How busy are you as a small business owner? You’re managing your books. You’re checking on inventory to make sure that you are able to fulfill your orders. You’re deciding which product lines to grow and which services to get rid of. You’re debating whether it’s time for you to expand to a second location. And you’re asking yourself which of your staffers is talented and dedicated enough to become managers. Put simply, you’re extremely busy. But there’s one more item that should be on your to-do list: You need to analyze big data and utilize that data to build deeper relationships with your customers. Not surprisingly, you may have no clue how you can do this. And you might not know what big data even is. But here’s why big data isn’t only for big businesses. Here’s why big data can help your small business thrive even in a difficult economy.
Defining Big Data
John Weathington, while writing for the TechRepublic Web site, defines big data as massive quantities of rapidly moving and freely available information that serves a valuable need in the business marketplace. Companies who have access to big data about their own customers’ wants and needs, and willingness to pay to have what they want, can gain a big competitive edge, particularly in a difficult economy. Unfortunately, as Weathington writes, it’s not easy for small business owners to access and analyze big data. The ones that do it, though, will be rewarded.
Big Data In Action
Knowing the definition is one thing, actually using big data to attract new customers is another. Fortunately, CIO Magazine recently took a look at three companies that market themselves in part by highlighting their ability to use big data to help their clients make better choices. Consider Financial Engines. This financial firm, as CIO writes, utilizes large financial data sets and advanced analytical tools to help customers successfully plan their retirements. Because the company has access to retirement statistics, trends and data, it has little trouble grabbing new clients.

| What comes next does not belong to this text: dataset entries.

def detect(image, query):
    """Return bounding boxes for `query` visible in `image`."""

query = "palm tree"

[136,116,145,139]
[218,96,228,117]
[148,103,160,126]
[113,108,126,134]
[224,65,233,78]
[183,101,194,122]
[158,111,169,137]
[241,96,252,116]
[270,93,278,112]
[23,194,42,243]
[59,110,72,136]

Exmobaby uses big data in a different way: Its pajamas come with built-in sensors that compile health information on the babies wearing them. The sensors then compile this health-and-wellness data so parents can access it. The marketing advantage here is obvious: Exmobaby can take large amounts of data and then use it to show anxious parents how healthy their babies are. Parchment relies on big data to help students apply for the right colleges. The company relies on a database of grade point averages, SAT scores and college acceptance data to guide students toward those colleges likely to accept them. The CIO Magazine story proves that big data is not an esoteric matter. It’s real information that can help the owners of small businesses gain new clients.